When the panic finally consumes me, I gulp down two asprin and ask The Wife[tm] to signal for help. The medics show up soon after, and I'm loaded up into the ambulance and whisked off to Providence Milwaukie and duly examed. I get this horrid tasing orange-colored beverage that is loaded with potassium and wait whilst they take readings and look me over.
They are nice people and work efficiently and quick. There are definitely worse places to find oneself in in a percieved medical emergency than the E/R at Prov Milwauke. Please make a note of it.
I get a chest X-Ray.
Long story short, nothing. I'm okay. There isn't even any reason to keep me there. I'm released in about an hour and a half. The Wife[tm] and I go for a ride, pick up a bottle of rum at the Liquor Store at King Road and Southeast 82nd Avenue, and we make ready for a drive to see SCA friends in Idaho Falls next day (we amounted to the An Tirian ambassadors to the royal court of Artemisia, but that's another story).
Ever since then, I've been a little less afraid to try things. They say you only get one go-around, and I suspect it's true, but until you have to really think am I dying, you just kind of rationalize it all. It's just a philosphical conceit until you get stuck in such a situation.
Until that time I was toying with the idea to go back to school and studying art or design. Before long after that incident I was registered for classes.
Sure, it's kind of cliche'd. But many (if not all) cliches, I think, have thier basis in authentic human behavior. People who have had health scares realize that they may only have one chance at it and characters do change. Ever wonder why Larry King is always on the radio advertising anything that may give you a few extra minutes of life? He's probably still devastated after he was declared clinically dead for a few minutes during one of his heart events and didn't see any light at the end of the tunnel. Nothing. So, depending on your POV, he's either going to the bad place (which might very well be the Plaid Pantry at the corner of North Interstate and Going) or just going out into oblivion at the end. His behavior seems very desparate to me. But I digress.

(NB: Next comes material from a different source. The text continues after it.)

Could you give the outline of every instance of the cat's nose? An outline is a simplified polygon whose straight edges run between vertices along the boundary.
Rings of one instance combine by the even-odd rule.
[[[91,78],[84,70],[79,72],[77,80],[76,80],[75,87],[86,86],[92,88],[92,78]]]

Others of us act to try and achieve some goals that we've been putting off in the interest of comfort for a very very long time. And for me, that was to let my inner artist and designer out. I've always wanted to carve a niche for myself, and this seems to be the way; with the writing and editing I'm doing lately, it seems to be paying off.
Of course, I hope there'll be more. I desparately want more; if I leave this mortal coil having little else to show for my productive life than the last twelve years at a place I'm not so proud of, then I will close my eyes at the last being a very disappointed man.
Another cliche' is, that you'll never know what can happen if you don't try and strive, and at least, I'll know that I did positively and constructively try something.
(PS:no, I apparently have no heart problems at present. And, as far as I can tell, I'm nowhere near death).